Physics final by Cherokee_girl
Light: Particle or Wave?
What is light? Is it a wave, a particle? Both or neither? No one really knows, not even scientists. It's been proved as a both a wave and a particle, but what is it really? I think it's neither and both, but since I cannot come up with evidence to prove it's not, so I'll show it's both.
If light is a particle, then how can we explain the wave-like behavior it's exhibited? It bends around objects in it's path. Thomas Young, a British scientist in the 1800's, proved light was a wave in his double-slit experiment; it consisted of two closely spaced slots and a single light source, the sun. His experiment took what the world knew of particles and tested it. If the particle theory was to hold up, only two clear slots should have shown up; he observed many slits instead, suggesting that light was a wave not a particle. Waves bend around slits, called diffraction, and are viewed as many instead of two. In this same experiment he proved that individual colors have their own wavelengths. Young went on to show how it could be split into the different colors. Wave theories also explained interference and polarization that particle theories could not.
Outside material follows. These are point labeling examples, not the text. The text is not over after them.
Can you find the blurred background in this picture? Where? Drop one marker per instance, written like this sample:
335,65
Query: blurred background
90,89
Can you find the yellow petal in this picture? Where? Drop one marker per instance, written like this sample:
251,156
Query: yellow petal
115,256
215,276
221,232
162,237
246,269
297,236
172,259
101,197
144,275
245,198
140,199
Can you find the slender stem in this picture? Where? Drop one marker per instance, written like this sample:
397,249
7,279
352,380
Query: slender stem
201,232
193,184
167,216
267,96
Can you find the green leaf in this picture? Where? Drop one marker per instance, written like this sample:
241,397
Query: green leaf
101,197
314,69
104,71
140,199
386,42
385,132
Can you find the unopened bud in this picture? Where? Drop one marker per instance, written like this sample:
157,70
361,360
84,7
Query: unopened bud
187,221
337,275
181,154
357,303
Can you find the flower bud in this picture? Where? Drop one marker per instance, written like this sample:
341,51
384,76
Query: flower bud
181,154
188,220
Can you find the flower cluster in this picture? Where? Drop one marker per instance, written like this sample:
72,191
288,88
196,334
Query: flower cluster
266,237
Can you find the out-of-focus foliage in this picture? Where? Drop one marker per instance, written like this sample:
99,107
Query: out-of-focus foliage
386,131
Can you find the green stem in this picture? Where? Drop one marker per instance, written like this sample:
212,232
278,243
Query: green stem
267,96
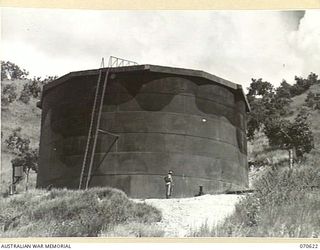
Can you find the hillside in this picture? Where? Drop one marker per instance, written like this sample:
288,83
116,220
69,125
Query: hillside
210,215
15,115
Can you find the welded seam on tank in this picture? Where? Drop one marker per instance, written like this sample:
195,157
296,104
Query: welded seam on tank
146,67
232,107
165,133
147,174
167,152
210,117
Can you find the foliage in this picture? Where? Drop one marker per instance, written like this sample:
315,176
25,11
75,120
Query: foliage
8,94
313,101
17,143
12,71
296,135
59,213
266,104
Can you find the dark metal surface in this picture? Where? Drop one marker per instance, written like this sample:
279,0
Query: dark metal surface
189,124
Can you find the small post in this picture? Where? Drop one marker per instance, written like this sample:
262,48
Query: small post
290,158
102,63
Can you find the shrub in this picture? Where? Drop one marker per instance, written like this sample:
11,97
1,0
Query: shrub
12,71
8,94
16,142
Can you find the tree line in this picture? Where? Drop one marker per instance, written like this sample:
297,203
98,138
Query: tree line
25,157
270,114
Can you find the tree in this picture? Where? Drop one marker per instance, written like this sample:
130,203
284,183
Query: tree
313,100
292,136
12,71
8,94
283,91
261,97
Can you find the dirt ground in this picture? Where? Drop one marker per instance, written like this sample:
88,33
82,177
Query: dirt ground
179,216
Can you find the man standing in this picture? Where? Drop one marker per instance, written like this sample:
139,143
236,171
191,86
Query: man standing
169,182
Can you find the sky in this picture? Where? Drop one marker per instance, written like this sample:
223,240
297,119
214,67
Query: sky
235,45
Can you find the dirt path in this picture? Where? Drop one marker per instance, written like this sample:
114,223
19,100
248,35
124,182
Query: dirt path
181,215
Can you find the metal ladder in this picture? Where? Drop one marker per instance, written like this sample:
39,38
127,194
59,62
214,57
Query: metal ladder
86,170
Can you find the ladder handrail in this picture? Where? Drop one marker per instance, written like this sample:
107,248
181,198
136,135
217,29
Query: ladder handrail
97,126
90,130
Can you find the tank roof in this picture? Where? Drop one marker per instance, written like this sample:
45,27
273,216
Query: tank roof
150,68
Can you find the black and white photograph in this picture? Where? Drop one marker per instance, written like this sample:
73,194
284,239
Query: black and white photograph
160,123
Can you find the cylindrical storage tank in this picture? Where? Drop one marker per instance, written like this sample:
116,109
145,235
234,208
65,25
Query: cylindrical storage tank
183,120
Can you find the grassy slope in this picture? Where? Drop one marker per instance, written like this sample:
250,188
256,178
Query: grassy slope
286,202
18,114
59,213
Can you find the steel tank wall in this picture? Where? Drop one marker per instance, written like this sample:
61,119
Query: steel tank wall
160,120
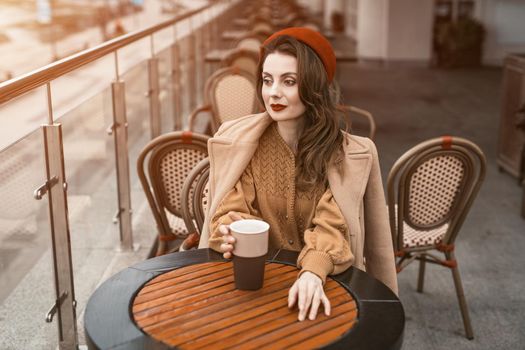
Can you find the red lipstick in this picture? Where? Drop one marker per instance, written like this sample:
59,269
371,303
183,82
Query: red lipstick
277,107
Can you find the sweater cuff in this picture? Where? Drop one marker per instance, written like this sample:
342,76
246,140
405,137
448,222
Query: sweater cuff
317,262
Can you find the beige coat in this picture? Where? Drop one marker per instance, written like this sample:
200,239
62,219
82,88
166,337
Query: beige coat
359,193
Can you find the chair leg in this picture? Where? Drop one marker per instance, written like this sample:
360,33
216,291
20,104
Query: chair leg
162,248
421,277
461,298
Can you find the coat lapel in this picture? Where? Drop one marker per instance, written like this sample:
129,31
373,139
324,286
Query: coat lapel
349,190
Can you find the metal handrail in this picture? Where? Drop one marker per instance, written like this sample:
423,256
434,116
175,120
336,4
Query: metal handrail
38,77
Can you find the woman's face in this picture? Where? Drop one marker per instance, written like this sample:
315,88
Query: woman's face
280,90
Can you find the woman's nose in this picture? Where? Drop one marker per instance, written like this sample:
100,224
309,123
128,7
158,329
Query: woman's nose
275,91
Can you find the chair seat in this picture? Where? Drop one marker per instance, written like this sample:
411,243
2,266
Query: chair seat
418,238
177,225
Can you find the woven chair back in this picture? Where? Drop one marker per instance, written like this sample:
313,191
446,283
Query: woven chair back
251,43
360,121
169,159
246,60
195,194
231,93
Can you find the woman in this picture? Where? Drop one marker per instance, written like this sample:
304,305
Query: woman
318,187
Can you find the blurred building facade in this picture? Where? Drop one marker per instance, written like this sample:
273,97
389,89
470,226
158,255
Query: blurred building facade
406,29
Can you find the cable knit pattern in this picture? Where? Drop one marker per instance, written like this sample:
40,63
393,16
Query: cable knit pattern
307,221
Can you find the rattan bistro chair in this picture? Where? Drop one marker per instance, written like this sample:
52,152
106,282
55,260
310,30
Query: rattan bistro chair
230,94
168,159
363,117
195,194
430,190
244,59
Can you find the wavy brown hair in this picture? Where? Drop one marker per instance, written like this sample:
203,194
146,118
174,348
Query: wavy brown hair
321,140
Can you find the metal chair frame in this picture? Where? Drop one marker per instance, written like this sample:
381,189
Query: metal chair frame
194,196
159,189
399,184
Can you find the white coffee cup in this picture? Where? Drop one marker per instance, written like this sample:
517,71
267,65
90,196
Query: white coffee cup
249,253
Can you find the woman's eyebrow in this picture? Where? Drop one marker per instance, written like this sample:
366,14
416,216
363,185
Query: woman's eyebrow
282,75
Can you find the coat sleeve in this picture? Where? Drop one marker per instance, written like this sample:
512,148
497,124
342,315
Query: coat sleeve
378,250
327,248
240,199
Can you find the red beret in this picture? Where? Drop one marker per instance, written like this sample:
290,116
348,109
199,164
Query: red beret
315,41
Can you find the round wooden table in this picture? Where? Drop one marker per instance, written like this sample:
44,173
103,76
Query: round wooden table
198,306
188,300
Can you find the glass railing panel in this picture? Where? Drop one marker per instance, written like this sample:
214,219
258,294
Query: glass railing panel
138,115
89,160
17,119
26,266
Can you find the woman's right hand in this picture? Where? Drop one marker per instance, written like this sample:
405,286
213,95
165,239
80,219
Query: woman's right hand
228,241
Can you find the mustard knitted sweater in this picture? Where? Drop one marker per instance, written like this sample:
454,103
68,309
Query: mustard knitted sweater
307,220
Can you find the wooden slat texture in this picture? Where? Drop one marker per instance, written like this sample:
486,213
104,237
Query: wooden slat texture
198,307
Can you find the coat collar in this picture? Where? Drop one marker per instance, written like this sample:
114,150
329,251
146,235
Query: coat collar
248,130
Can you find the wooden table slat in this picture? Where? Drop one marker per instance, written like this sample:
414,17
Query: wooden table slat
294,334
186,270
200,292
184,275
324,338
206,310
181,314
223,319
168,289
200,308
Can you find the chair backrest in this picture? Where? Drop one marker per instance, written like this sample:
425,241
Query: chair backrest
252,42
195,194
244,59
168,159
231,93
433,184
363,117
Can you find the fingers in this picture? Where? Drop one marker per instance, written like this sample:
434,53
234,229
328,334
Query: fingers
228,242
316,301
326,304
234,216
306,292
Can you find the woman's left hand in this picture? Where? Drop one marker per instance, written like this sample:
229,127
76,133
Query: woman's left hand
308,292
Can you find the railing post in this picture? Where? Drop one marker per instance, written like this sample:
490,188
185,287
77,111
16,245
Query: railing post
153,94
120,137
56,187
192,76
175,84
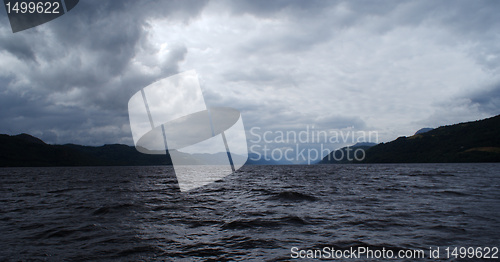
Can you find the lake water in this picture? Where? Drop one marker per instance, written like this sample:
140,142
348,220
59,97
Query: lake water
258,213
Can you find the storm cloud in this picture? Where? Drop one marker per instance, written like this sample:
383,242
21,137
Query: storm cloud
389,66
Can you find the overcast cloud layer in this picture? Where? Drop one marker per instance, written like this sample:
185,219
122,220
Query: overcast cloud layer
386,66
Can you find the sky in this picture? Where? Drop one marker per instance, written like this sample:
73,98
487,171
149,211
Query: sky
390,67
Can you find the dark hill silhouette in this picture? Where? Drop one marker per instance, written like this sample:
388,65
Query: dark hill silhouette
476,141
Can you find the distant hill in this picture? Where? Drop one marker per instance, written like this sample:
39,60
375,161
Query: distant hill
476,141
347,154
423,130
26,150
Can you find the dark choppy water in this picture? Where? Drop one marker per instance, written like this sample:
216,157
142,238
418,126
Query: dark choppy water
259,213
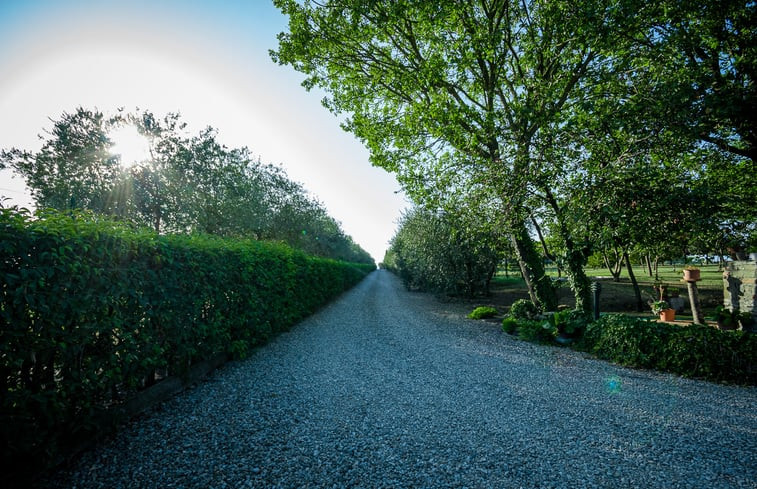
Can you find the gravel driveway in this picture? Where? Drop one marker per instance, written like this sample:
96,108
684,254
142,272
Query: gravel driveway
386,388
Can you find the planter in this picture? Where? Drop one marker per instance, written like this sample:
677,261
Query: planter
668,315
691,275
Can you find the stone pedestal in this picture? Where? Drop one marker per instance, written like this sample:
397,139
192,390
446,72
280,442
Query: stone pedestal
739,287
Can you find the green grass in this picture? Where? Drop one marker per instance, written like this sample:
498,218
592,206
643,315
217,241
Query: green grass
712,275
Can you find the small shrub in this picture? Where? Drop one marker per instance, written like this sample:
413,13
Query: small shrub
570,322
509,325
483,312
524,309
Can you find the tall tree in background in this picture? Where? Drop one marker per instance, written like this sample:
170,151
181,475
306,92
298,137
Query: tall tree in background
186,184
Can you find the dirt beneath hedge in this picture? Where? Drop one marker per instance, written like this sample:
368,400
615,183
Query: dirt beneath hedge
617,297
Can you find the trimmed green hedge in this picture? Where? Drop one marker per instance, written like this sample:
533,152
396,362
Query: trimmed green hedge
92,311
695,350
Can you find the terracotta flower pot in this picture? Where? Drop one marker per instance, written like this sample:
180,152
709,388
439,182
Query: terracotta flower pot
691,275
668,315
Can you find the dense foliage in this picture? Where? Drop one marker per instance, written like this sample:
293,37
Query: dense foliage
92,311
187,183
431,251
603,123
695,350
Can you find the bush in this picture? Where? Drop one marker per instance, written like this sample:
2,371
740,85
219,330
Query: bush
483,312
91,310
509,324
524,309
570,322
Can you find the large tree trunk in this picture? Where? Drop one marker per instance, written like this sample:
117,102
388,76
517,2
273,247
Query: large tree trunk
579,282
539,285
636,289
616,266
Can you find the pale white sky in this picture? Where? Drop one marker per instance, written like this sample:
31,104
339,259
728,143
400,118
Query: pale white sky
207,60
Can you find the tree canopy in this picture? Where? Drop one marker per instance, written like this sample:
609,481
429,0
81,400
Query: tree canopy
189,183
535,102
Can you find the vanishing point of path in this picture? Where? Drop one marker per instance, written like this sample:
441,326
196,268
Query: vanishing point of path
386,388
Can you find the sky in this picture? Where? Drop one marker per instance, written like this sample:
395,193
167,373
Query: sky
209,61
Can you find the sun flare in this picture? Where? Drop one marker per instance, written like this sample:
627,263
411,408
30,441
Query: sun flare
129,144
But if light is a wave how does one explain it's particle-like activities? Particle theory could explain reflection, reflection, and experiments in radiation. If light is made of particles, then it should work in straight lines. Take a shadow for instance; your shadow is formed by the blockage of light by your body. If light was a wave, it would travel around you, therefore not giving you a shadow. It doesn't though, showing it is a particle. Light particles are often described as being a photon or quantum. Photons were found by a German physicist, Max Planck, in the 1900's and are tiny packets of light energy that are unlike traditional particles; they do not have a defined volume in space. He had a problem that disproved part of the wave theory. That part predicted that small wavelengths should be accompanied by a large intensity; Planck proved that, in a black-body radiation experiment, wavelengths are small with the intensity and energy output also small. This, plus evidence from previous theories and experiments, told scientists that light was both a wave and a particle.
But the wave-particle duality theory. developed in 1924 by Louis de Broglie, says that light can travel in both wave- and particle-like ways. He said that photons have mass and travel along a wave. This combination of the wave and particle theories is generally accepted now as an explanation for how light travels. A true explanation depends on our experiment and its purpose. If you are looking for waves, that's what you'll get; if your looking for particles, you'll get particles instead. Wave-particle duality explains the many behaviors of light that fits into the wave theory, also into the particle theory, as well as vica versa.
So, what is light? It's not completely a wave and it's not totally a particle either. So what is it? I think it is both, as suggested by the wave-particle duality theory. It acts like both, so it has to be either both or neither in my mind. But that's just what I think. Light is a wave and a particle or neither.